The amplified Archlight was bright even through cloud cover. He had found the attackers, and the defenders too. They were paired off, pale, slender forms with shorter, darker ones who still wore bits of clothing, a boot or a head covering or a shirt ripped open. In the fury of their mating they ignored the flying man.
But one was not paired with anyone. As Louis stopped his flight she reached up and grasped his ankle, without insistence and without fear. She was silver-haired and very pale, and her finely chiseled face was beautiful beyond words.
Louis turned off the flying belt and dropped beside her. He took her in his arms. Her hands ran over his strange clothing, questing. Louis dropped the stunner, pulled off his vest and flying belt — his fingers were clumsy — his impact armor, his undersuit. He took her without finesse. His urgency was greater than any consideration for her. But she was as eager as he.

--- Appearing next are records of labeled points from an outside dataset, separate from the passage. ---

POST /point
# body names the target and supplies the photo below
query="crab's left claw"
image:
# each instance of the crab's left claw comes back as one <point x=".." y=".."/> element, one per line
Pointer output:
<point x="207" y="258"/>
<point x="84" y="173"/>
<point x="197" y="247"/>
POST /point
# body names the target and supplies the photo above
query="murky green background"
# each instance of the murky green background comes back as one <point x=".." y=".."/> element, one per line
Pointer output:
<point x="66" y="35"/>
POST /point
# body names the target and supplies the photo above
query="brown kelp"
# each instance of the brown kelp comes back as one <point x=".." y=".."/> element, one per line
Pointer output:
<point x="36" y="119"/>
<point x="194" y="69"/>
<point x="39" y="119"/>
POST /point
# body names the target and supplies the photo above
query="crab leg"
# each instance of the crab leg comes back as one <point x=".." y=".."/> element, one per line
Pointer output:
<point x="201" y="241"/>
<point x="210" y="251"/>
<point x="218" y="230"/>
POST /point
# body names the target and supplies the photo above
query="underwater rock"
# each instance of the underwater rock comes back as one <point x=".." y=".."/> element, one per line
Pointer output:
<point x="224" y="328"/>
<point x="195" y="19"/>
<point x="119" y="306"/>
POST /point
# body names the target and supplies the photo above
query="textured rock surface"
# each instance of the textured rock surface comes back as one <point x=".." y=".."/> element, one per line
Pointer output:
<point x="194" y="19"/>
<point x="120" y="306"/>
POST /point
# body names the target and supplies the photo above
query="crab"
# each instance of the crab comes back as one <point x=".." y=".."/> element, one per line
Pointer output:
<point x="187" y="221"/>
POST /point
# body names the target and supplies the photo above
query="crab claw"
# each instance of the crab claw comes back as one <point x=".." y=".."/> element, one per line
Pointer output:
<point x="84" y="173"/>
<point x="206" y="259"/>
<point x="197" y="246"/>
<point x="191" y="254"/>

He was not aware of anything but himself and her. Certainly he didn’t know that Chmeee had joined them. He knew that, joltingly, when the kzin rapped his new love hard across the head with his laser. The furry alien hand sank its claws in her silver hair and pulled her head back, and pulled her teeth loose from Louis Wu’s throat.

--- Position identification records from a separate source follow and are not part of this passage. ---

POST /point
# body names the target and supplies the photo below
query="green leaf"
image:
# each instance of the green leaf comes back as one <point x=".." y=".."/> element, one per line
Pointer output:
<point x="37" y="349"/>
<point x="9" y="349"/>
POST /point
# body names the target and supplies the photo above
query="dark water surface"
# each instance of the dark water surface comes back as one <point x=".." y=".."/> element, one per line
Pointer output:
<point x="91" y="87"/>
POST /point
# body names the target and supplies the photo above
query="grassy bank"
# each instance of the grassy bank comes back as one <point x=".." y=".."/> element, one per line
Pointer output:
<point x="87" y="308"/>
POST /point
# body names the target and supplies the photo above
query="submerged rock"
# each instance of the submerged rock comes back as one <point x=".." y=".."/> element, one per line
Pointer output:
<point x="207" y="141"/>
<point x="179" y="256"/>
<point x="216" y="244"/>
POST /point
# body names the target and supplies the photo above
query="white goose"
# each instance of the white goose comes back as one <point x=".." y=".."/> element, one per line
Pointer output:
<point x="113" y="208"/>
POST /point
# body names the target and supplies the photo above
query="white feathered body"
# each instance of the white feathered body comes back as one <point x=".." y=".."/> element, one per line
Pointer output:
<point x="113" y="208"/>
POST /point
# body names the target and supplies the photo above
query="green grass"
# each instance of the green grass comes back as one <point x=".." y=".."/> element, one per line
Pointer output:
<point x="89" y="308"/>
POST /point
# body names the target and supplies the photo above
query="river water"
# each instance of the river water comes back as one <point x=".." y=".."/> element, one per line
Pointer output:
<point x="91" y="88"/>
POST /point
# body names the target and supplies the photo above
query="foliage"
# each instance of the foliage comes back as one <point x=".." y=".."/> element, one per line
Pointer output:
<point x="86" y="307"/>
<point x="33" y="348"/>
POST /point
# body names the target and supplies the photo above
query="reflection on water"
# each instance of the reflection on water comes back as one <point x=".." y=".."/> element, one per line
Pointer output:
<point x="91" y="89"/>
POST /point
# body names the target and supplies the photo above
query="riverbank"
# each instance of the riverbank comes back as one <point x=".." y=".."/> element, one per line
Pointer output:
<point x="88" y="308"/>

Chapter 15 — The Machine People
The wind blew dust up Louis Wu’s nostrils; it whipped his hair in a storm around his face. Louis brushed it back and opened his eyes. The light was blinding-bright. His fumbling hands found a plastic patch on his neck, then binocular goggles covering his face. He pulled them loose.

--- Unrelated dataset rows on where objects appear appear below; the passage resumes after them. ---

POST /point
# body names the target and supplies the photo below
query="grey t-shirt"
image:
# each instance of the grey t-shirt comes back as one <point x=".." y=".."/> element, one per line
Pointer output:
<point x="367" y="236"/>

He rolled away from the woman and sat up.
Now it was dim. Almost dawn: the terminator line split the world into light and dark. Louis ached in every muscle. He felt as if he’d been beaten. Paradoxically, he felt wonderful. For too many years he had used sex only rarely, and only as cover, because wireheads traditionally have no interest in such things. Last night his whole soul had been involved.
The woman? She was about Louis’s height, and on the stocky side of pretty. Not flat-chested, but not busty either. Her black hair was bound in a long braid, and there was a disconcerting fringe of beard along her jaw. She slept the sleep of exhaustion, and she’d earned it. They both had. Now he was beginning to remember. But his memories didn’t make much sense.
He’d been making love — no, he’d been head over heels in love with the pale, slender woman with the red lips. Seeing his blood on her mouth, feeling the sting in his neck, had left him only with a terrible sense of loss. He’d howled when Chmeee twisted her head around until her neck snapped. He’d fought when the kzin plucked him off the dead woman. The kzin had tucked him under one arm; he was still raging, still fighting, while Chmeee fished the medkit out of Louis’s vest and slapped a patch on his neck and tucked the medkit away again.
Then Chmeee had killed them, all the pretty silver-haired men and women, spearing them accurately through their heads with the brilliant ruby needle of his flashlight-laser. Louis remembered trying to stop him, and being thrown rolling across the broken pavement. He’d staggered to his feet, and seen someone else moving, and moved toward her. Her, the dark-haired woman, the only defender left alive. They’d moved into each other’s arms.